Remapping a dataset#
In this tutorial we will remap a dataset from the native ICON grid to HEALPix. The dataset used as an example is from the EERIE project and is available online. It consists of five 2D variables and covers a period of 23 years, with a time step of six hours.
Note
Please note that all of the methods used in this example are generic and can be applied to any combination of source and target grids.
import healpix as hp
import numpy as np
import xarray as xr
import easygems.healpix as egh
import easygems.remap as egr
ds = xr.open_dataset(
"https://eerie.cloud.dkrz.de/datasets/icon-esm-er.eerie-control-1950.v20240618.atmos.native.2d_6h_inst/kerchunk",
engine="zarr",
chunks={},
).squeeze()
ds
<xarray.Dataset> Size: 12TB
Dimensions: (time: 112496, ncells: 5242880)
Coordinates:
cell_sea_land_mask (ncells) int32 21MB dask.array<chunksize=(5242880,), meta=np.ndarray>
height float64 8B 10.0
height_2 float64 8B 2.0
lat (ncells) float64 42MB dask.array<chunksize=(5242880,), meta=np.ndarray>
lon (ncells) float64 42MB dask.array<chunksize=(5242880,), meta=np.ndarray>
* time (time) datetime64[ns] 900kB 1991-01-01T05:59:59 ... 2...

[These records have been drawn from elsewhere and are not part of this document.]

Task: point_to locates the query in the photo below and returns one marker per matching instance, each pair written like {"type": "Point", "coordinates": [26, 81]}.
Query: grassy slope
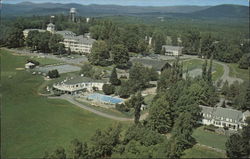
{"type": "Point", "coordinates": [32, 124]}
{"type": "Point", "coordinates": [196, 63]}
{"type": "Point", "coordinates": [235, 71]}
{"type": "Point", "coordinates": [201, 152]}
{"type": "Point", "coordinates": [210, 138]}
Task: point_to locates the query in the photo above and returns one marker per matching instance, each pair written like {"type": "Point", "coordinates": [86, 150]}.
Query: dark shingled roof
{"type": "Point", "coordinates": [158, 65]}
{"type": "Point", "coordinates": [76, 80]}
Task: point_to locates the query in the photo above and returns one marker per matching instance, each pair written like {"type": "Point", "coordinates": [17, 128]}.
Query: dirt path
{"type": "Point", "coordinates": [71, 100]}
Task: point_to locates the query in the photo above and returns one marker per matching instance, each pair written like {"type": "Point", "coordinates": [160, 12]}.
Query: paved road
{"type": "Point", "coordinates": [71, 100]}
{"type": "Point", "coordinates": [69, 60]}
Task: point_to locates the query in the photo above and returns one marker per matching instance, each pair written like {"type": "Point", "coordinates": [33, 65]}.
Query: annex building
{"type": "Point", "coordinates": [223, 117]}
{"type": "Point", "coordinates": [75, 85]}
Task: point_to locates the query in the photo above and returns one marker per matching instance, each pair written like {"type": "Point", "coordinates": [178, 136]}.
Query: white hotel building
{"type": "Point", "coordinates": [79, 44]}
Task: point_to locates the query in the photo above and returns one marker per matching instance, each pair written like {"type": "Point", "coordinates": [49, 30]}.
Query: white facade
{"type": "Point", "coordinates": [73, 87]}
{"type": "Point", "coordinates": [26, 31]}
{"type": "Point", "coordinates": [172, 50]}
{"type": "Point", "coordinates": [29, 65]}
{"type": "Point", "coordinates": [51, 28]}
{"type": "Point", "coordinates": [223, 117]}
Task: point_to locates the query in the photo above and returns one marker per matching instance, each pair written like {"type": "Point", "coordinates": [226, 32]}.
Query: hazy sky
{"type": "Point", "coordinates": [141, 2]}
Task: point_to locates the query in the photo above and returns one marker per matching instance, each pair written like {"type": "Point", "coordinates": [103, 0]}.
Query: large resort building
{"type": "Point", "coordinates": [172, 50]}
{"type": "Point", "coordinates": [223, 117]}
{"type": "Point", "coordinates": [79, 44]}
{"type": "Point", "coordinates": [76, 85]}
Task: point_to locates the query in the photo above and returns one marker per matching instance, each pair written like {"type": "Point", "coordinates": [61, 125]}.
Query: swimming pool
{"type": "Point", "coordinates": [104, 98]}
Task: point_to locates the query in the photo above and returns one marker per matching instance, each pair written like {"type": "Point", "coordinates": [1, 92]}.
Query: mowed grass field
{"type": "Point", "coordinates": [197, 63]}
{"type": "Point", "coordinates": [209, 138]}
{"type": "Point", "coordinates": [202, 152]}
{"type": "Point", "coordinates": [235, 71]}
{"type": "Point", "coordinates": [32, 124]}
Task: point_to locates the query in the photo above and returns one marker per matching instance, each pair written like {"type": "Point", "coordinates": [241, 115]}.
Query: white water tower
{"type": "Point", "coordinates": [72, 14]}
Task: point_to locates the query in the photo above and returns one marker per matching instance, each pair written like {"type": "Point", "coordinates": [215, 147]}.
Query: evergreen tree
{"type": "Point", "coordinates": [136, 102]}
{"type": "Point", "coordinates": [160, 116]}
{"type": "Point", "coordinates": [204, 70]}
{"type": "Point", "coordinates": [234, 146]}
{"type": "Point", "coordinates": [79, 150]}
{"type": "Point", "coordinates": [113, 78]}
{"type": "Point", "coordinates": [246, 103]}
{"type": "Point", "coordinates": [209, 71]}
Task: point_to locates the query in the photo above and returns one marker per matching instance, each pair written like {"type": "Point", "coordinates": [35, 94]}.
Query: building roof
{"type": "Point", "coordinates": [78, 79]}
{"type": "Point", "coordinates": [50, 25]}
{"type": "Point", "coordinates": [207, 110]}
{"type": "Point", "coordinates": [84, 40]}
{"type": "Point", "coordinates": [29, 64]}
{"type": "Point", "coordinates": [158, 65]}
{"type": "Point", "coordinates": [66, 33]}
{"type": "Point", "coordinates": [172, 48]}
{"type": "Point", "coordinates": [218, 112]}
{"type": "Point", "coordinates": [40, 30]}
{"type": "Point", "coordinates": [228, 113]}
{"type": "Point", "coordinates": [246, 113]}
{"type": "Point", "coordinates": [81, 39]}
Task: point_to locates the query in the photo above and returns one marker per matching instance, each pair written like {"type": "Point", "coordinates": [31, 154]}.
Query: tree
{"type": "Point", "coordinates": [87, 70]}
{"type": "Point", "coordinates": [246, 138]}
{"type": "Point", "coordinates": [136, 102]}
{"type": "Point", "coordinates": [113, 78]}
{"type": "Point", "coordinates": [99, 54]}
{"type": "Point", "coordinates": [53, 74]}
{"type": "Point", "coordinates": [160, 116]}
{"type": "Point", "coordinates": [207, 46]}
{"type": "Point", "coordinates": [225, 88]}
{"type": "Point", "coordinates": [108, 89]}
{"type": "Point", "coordinates": [119, 55]}
{"type": "Point", "coordinates": [191, 42]}
{"type": "Point", "coordinates": [183, 129]}
{"type": "Point", "coordinates": [59, 154]}
{"type": "Point", "coordinates": [124, 90]}
{"type": "Point", "coordinates": [105, 141]}
{"type": "Point", "coordinates": [244, 61]}
{"type": "Point", "coordinates": [246, 103]}
{"type": "Point", "coordinates": [234, 146]}
{"type": "Point", "coordinates": [15, 38]}
{"type": "Point", "coordinates": [159, 40]}
{"type": "Point", "coordinates": [79, 150]}
{"type": "Point", "coordinates": [138, 77]}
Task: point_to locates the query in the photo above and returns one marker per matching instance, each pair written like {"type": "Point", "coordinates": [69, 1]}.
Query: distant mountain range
{"type": "Point", "coordinates": [221, 11]}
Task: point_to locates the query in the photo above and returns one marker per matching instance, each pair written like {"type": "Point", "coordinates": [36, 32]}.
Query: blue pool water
{"type": "Point", "coordinates": [104, 98]}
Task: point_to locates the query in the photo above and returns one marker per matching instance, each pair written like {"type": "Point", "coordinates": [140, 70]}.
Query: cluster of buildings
{"type": "Point", "coordinates": [76, 85]}
{"type": "Point", "coordinates": [223, 117]}
{"type": "Point", "coordinates": [79, 44]}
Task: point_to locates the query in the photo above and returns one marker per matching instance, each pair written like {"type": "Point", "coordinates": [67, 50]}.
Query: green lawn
{"type": "Point", "coordinates": [202, 152]}
{"type": "Point", "coordinates": [47, 61]}
{"type": "Point", "coordinates": [197, 63]}
{"type": "Point", "coordinates": [210, 138]}
{"type": "Point", "coordinates": [235, 71]}
{"type": "Point", "coordinates": [32, 124]}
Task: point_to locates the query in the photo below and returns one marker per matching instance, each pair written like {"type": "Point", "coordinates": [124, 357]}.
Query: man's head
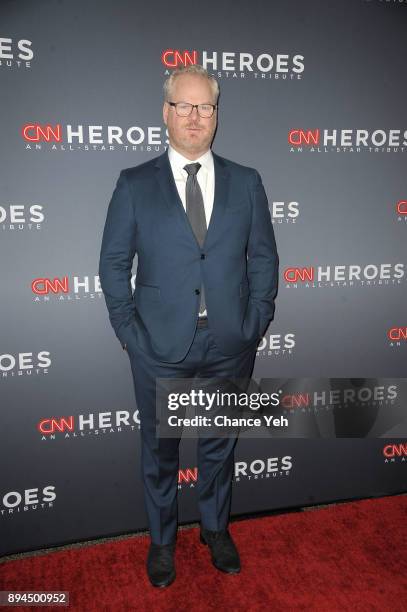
{"type": "Point", "coordinates": [190, 135]}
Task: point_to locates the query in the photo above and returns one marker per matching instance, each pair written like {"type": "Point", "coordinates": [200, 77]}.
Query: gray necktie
{"type": "Point", "coordinates": [196, 212]}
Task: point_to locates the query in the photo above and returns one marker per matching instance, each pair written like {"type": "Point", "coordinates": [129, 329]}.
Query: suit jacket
{"type": "Point", "coordinates": [237, 265]}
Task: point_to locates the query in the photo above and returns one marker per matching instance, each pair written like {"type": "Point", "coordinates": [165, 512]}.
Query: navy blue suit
{"type": "Point", "coordinates": [238, 267]}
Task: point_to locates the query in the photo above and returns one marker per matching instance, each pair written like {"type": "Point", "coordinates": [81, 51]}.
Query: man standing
{"type": "Point", "coordinates": [205, 287]}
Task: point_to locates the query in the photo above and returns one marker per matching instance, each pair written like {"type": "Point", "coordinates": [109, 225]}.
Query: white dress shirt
{"type": "Point", "coordinates": [205, 177]}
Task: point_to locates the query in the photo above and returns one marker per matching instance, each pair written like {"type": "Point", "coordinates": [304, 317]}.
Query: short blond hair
{"type": "Point", "coordinates": [191, 69]}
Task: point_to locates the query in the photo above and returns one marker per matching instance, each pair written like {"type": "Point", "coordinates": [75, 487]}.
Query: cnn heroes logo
{"type": "Point", "coordinates": [347, 141]}
{"type": "Point", "coordinates": [59, 137]}
{"type": "Point", "coordinates": [397, 336]}
{"type": "Point", "coordinates": [65, 289]}
{"type": "Point", "coordinates": [258, 469]}
{"type": "Point", "coordinates": [24, 364]}
{"type": "Point", "coordinates": [277, 345]}
{"type": "Point", "coordinates": [14, 502]}
{"type": "Point", "coordinates": [395, 453]}
{"type": "Point", "coordinates": [255, 469]}
{"type": "Point", "coordinates": [21, 216]}
{"type": "Point", "coordinates": [344, 275]}
{"type": "Point", "coordinates": [230, 64]}
{"type": "Point", "coordinates": [81, 425]}
{"type": "Point", "coordinates": [15, 53]}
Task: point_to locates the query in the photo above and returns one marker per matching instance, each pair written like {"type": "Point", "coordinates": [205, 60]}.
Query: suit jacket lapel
{"type": "Point", "coordinates": [175, 207]}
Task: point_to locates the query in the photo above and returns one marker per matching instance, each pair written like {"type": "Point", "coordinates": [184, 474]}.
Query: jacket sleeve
{"type": "Point", "coordinates": [116, 259]}
{"type": "Point", "coordinates": [263, 260]}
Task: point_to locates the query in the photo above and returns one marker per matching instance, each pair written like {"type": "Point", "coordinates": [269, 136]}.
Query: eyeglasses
{"type": "Point", "coordinates": [184, 109]}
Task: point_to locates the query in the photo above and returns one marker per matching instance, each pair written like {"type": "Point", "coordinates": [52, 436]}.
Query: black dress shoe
{"type": "Point", "coordinates": [160, 564]}
{"type": "Point", "coordinates": [225, 556]}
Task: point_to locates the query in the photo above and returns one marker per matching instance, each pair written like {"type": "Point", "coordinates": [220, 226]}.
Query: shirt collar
{"type": "Point", "coordinates": [179, 161]}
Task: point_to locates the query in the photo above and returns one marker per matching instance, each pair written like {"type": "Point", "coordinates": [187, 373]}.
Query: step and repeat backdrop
{"type": "Point", "coordinates": [313, 97]}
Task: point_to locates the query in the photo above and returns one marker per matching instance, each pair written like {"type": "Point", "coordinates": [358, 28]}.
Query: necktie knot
{"type": "Point", "coordinates": [192, 169]}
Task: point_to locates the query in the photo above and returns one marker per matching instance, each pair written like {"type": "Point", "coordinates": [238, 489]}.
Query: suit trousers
{"type": "Point", "coordinates": [159, 456]}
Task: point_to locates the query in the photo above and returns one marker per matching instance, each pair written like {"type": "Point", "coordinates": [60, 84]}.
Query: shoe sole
{"type": "Point", "coordinates": [162, 585]}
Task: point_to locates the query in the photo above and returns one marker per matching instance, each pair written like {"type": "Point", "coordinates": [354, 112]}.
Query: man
{"type": "Point", "coordinates": [204, 294]}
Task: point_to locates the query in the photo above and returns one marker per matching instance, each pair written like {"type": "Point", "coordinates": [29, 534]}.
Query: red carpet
{"type": "Point", "coordinates": [346, 557]}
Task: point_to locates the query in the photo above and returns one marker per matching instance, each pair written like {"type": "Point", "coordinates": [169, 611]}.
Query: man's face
{"type": "Point", "coordinates": [191, 136]}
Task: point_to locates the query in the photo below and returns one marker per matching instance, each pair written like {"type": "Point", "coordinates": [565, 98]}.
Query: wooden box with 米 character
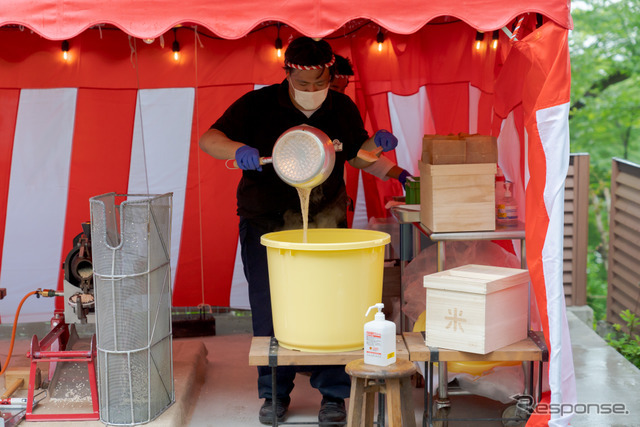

Dimensions without coordinates: ncells
Data variables:
hus2m (time, ncells) float32 2TB dask.array<chunksize=(1, 5242880), meta=np.ndarray>
psl (time, ncells) float32 2TB dask.array<chunksize=(1, 5242880), meta=np.ndarray>
ts (time, ncells) float32 2TB dask.array<chunksize=(1, 5242880), meta=np.ndarray>
uas (time, ncells) float32 2TB dask.array<chunksize=(1, 5242880), meta=np.ndarray>
vas (time, ncells) float32 2TB dask.array<chunksize=(1, 5242880), meta=np.ndarray>
Attributes: (12/31)
Conventions: CF-1.7 CMIP-6.2
activity_id: EERIE
data_specs_version: 01.00.32
forcing_index: 1
initialization_index: 1
license: EERIE model data produced by MPI-M is licensed und...
... ...
parent_activity_id: EERIE
sub_experiment_id: none
experiment: coupled control with fixed 1950's forcing (HighRes...
source: ICON-ESM-ER (2023): \naerosol: none, prescribed MA...
institution: Max Planck Institute for Meteorology, Hamburg 2014...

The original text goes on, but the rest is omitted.